CBP Advises Travelers Bound for South Texas Ports to Obtain Their I-94s Early
SOUTH TEXAS – U.S. Customs and Border Protection officials at South Texas ports of entry are anticipating an increase in applications by Mexican travelers for the required I-94 permit during the Christmas and New Year’s holiday season. Mexican border crossing card (or “laser visa”) holders who plan to visit the U.S. for more than 30 days and or will travel more than 25 miles from the border during the upcoming travel season, are urged to obtain the essential document early instead of waiting until the day of travel.
“Due to our unique geography, a significant percentage of U.S.-bound Mexican travelers cross the border at South Texas ports,” said Director, Field Operations David P. Higgerson, Laredo Field Office. “We strongly encourage those travelers to obtain their I-94s early, travel at off-peak times and obtain radiofrequency-enabled documents to use Ready Lanes and avoid unnecessary delays.”
All traveling family members need to be present during the I-94 application process. Those requesting the permits must be able to establish financial solvency and proof of residency outside the U.S., and must demonstrate that they have sufficiently strong ties to their country of origin including a home abroad they do not intend to abandon. Applicants who present a border crossing card (or laser visa) are not eligible to work in the United States.
Also, CBP advises that those who traveled by air and had their passports stamped on a previous trip don’t have a valid I-94 in force and would still need to obtain a paper I-94 if they plan to travel beyond the border zone via a land border port of entry.
When crossing the border, travelers must declare all agriculture products such as meats, fruits, vegetables and holiday decorations that may have hay or straw as an ingredient. These are not allowed into the U.S. due to possible insects and diseases that could harm the nation’s agricultural industry.
CBP officers have the responsibility to inspect you and your belongings. This may include your luggage, vehicle, and a search of your person, and is meant to enforce our laws as well as protect legitimate travelers.
CBP officials continually monitor traffic and border crossing times and will employ various traffic management operations to maintain the flow of traffic during periods of exceptionally heavy usage.

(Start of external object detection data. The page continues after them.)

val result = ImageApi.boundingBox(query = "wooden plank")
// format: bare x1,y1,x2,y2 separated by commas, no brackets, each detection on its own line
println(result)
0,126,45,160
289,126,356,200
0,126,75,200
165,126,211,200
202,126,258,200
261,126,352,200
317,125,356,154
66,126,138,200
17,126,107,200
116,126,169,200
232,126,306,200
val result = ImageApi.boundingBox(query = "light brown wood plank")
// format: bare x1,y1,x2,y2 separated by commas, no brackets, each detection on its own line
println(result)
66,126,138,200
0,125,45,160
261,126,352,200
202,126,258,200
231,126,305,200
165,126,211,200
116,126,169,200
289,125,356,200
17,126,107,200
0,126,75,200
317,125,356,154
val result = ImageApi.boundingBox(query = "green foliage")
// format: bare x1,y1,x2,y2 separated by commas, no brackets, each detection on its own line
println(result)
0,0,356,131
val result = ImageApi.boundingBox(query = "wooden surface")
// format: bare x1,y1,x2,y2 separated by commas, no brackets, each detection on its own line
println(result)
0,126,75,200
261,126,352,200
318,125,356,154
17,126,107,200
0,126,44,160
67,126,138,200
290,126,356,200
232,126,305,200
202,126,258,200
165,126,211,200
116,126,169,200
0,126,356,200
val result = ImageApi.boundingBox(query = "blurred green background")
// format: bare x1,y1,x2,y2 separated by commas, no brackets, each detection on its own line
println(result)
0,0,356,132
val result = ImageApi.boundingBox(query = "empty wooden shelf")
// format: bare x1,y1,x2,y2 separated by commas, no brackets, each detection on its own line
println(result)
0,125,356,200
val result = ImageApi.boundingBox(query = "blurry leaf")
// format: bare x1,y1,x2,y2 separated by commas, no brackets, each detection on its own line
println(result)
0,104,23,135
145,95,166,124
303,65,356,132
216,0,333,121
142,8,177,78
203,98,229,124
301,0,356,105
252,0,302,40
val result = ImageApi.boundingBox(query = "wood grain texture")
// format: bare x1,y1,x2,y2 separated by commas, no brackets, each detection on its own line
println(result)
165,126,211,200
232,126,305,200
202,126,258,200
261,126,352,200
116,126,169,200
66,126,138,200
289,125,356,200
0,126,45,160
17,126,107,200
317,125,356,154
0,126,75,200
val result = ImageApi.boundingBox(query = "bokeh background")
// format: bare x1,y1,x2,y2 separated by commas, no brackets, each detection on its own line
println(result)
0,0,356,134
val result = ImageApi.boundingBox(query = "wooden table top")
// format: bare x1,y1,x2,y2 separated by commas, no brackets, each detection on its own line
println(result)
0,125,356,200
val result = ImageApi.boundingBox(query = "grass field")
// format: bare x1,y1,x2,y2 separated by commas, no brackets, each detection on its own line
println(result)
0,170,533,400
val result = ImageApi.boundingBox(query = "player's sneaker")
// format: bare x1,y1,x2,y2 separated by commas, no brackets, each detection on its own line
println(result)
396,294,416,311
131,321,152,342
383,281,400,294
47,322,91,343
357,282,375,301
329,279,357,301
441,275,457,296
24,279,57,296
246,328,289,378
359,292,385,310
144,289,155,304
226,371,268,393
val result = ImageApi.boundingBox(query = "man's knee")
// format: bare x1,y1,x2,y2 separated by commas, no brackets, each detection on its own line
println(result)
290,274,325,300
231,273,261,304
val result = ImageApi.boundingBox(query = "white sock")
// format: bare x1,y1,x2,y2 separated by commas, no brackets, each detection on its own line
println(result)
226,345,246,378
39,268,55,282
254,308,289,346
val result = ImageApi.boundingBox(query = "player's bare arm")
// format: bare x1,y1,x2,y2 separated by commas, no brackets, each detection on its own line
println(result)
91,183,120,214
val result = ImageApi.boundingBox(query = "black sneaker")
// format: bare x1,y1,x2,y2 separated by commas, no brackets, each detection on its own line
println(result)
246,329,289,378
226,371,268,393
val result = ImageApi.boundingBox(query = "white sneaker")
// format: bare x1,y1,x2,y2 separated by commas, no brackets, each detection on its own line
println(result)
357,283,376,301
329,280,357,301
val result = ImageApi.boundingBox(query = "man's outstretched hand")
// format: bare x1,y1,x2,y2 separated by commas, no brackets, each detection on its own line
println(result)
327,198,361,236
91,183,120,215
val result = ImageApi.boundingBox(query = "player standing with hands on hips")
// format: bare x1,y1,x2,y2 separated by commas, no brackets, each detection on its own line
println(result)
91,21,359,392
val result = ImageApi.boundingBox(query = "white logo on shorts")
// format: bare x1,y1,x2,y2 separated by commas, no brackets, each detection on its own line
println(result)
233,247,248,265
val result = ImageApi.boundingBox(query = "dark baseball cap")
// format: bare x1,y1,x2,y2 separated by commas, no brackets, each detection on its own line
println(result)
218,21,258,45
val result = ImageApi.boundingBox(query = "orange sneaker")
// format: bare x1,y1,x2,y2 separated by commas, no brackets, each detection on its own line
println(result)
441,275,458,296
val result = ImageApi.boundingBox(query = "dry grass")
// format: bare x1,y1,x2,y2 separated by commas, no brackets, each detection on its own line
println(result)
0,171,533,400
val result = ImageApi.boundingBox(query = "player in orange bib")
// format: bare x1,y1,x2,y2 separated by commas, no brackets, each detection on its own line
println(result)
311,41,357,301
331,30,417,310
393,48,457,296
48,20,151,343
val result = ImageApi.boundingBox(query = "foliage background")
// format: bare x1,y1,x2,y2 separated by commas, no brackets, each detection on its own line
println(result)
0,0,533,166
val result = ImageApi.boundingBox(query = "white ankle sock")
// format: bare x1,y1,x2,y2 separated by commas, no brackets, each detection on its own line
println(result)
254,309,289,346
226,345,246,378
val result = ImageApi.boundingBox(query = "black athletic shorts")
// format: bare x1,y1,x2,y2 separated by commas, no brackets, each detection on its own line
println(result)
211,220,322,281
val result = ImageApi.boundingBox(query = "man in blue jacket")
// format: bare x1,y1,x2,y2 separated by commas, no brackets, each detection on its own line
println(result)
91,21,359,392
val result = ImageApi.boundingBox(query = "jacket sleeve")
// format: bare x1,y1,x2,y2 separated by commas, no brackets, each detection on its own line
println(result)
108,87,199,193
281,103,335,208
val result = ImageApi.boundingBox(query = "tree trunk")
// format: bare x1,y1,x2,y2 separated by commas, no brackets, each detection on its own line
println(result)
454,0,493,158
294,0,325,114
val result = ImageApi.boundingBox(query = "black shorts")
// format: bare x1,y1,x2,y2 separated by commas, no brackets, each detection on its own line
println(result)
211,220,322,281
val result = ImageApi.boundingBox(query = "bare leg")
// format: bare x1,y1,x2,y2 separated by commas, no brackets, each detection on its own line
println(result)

Avoid peak travel times when at all possible. The heaviest traffic periods typically are between the hours of 6 a.m. to 9 a.m. and 2 p.m. to 8 p.m. daily at most South Texas ports. During periods of heavy traffic, border crossers may wish to consider alternate crossings such as Colombia-Solidarity Bridge, Donna International Bridge or Free Trade Bridge at Los Indios.
U.S. Customs and Border Protection is the unified border agency within the Department of Homeland Security charged with the management, control and protection of our nation's borders at and between the official ports of entry. CBP is charged with keeping terrorists and terrorist weapons out of the country while enforcing hundreds of U.S. laws.